Hyatt grew its Essentials portfolio pipeline in Greater
China by more than 50% compared to 2024. Hyatt room signings increased by
nearly 90% in India and by 46% in Indonesia. In Vietnam, Hyatt added more stay
opportunities for guests and members with the addition of six Wink hotels to
the Unscripted by Hyatt brand, and a seventh Wink hotel planned to open and
join the Unscripted by Hyatt brand in 2027.
The Luxury pipeline includes more than 10,000 rooms.
Hyatt also highlighted Lifestyle growth, mentioning the 170-room Andaz Lisbon (expected
to open in March 2026) that will mark the brand’s debut in Portugal.

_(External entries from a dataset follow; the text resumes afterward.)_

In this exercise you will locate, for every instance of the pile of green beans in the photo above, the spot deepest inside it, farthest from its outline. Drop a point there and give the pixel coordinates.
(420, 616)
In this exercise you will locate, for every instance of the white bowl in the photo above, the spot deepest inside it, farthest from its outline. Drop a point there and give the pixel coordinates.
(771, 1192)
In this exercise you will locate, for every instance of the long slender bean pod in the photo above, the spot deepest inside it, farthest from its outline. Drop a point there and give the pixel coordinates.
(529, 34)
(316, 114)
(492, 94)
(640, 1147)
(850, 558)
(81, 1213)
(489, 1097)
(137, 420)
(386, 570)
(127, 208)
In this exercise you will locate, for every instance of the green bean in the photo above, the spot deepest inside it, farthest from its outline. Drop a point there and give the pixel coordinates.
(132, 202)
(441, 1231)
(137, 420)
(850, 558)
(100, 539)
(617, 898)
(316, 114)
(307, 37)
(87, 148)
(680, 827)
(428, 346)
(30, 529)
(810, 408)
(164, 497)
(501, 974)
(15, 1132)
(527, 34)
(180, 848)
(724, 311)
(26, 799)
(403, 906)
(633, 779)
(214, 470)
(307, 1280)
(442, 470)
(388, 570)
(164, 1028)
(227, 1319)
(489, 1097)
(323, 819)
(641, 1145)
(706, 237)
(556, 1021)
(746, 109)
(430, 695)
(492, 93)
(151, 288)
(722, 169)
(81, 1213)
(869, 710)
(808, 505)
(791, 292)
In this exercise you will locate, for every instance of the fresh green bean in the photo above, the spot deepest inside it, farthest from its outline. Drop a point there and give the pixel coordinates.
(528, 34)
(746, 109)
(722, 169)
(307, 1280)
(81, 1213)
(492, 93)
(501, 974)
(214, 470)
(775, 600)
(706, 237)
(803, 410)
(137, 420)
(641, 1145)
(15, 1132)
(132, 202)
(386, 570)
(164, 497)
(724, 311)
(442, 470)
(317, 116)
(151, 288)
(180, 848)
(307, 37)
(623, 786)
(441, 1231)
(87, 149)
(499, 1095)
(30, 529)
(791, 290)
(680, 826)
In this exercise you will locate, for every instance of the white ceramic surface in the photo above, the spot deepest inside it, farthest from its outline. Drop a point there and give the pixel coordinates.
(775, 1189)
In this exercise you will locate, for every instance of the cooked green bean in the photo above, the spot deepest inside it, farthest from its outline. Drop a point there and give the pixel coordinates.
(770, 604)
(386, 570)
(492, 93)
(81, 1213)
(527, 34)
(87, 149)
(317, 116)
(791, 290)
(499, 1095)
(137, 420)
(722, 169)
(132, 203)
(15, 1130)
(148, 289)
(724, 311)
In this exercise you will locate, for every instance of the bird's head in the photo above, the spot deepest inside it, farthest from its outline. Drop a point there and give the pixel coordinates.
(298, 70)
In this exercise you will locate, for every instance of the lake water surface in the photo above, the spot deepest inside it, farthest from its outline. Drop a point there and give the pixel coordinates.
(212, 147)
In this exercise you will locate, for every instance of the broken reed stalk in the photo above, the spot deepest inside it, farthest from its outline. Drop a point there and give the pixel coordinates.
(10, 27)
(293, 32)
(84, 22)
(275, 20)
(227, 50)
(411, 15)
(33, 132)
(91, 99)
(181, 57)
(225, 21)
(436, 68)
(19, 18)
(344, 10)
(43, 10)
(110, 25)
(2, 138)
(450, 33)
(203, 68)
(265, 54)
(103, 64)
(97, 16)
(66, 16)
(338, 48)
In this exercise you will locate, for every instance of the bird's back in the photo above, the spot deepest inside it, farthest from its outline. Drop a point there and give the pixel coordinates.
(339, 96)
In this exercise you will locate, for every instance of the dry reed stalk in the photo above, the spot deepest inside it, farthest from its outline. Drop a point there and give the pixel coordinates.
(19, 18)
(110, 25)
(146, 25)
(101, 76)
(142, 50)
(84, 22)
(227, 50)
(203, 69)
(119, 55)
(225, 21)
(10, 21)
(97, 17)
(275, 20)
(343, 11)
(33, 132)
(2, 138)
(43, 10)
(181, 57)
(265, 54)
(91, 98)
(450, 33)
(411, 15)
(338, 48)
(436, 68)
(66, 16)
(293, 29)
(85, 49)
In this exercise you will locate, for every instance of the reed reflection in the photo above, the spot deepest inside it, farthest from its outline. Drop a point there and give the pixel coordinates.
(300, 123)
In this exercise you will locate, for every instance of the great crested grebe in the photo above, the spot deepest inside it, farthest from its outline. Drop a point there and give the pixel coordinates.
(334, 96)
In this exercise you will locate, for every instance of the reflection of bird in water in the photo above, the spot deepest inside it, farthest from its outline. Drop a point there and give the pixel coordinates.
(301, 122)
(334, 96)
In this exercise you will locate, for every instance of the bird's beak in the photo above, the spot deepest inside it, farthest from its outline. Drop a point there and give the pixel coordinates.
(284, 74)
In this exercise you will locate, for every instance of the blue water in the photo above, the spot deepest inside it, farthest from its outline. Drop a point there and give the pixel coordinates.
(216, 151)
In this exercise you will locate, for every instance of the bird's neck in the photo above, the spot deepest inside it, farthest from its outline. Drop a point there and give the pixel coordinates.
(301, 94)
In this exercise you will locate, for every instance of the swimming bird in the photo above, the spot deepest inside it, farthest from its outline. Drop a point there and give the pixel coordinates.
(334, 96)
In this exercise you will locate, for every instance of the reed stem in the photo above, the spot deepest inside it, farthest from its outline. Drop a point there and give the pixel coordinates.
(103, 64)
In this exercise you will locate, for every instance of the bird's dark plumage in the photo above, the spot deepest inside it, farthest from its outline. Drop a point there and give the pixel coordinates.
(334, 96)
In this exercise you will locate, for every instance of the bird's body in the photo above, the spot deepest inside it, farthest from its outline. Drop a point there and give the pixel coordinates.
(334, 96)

Following the acquisition of Playa Hotels & Resorts and
the subsequent sale of its real estate portfolio, Hyatt’s Inclusive
Collection plans to expand its presence in the Caribbean, Latin America,
and Europe.
In 2025, Hyatt’s Classics portfolio saw signings for
hotels in 12 new global markets. In Asia Pacific, the Classics portfolio signed
nearly 6,000 new rooms.
Hyatt’s newest brands – Unscripted by Hyatt, Hyatt Select,
and Hyatt Studios – made up more than 65% of all new U.S. deals in 2025.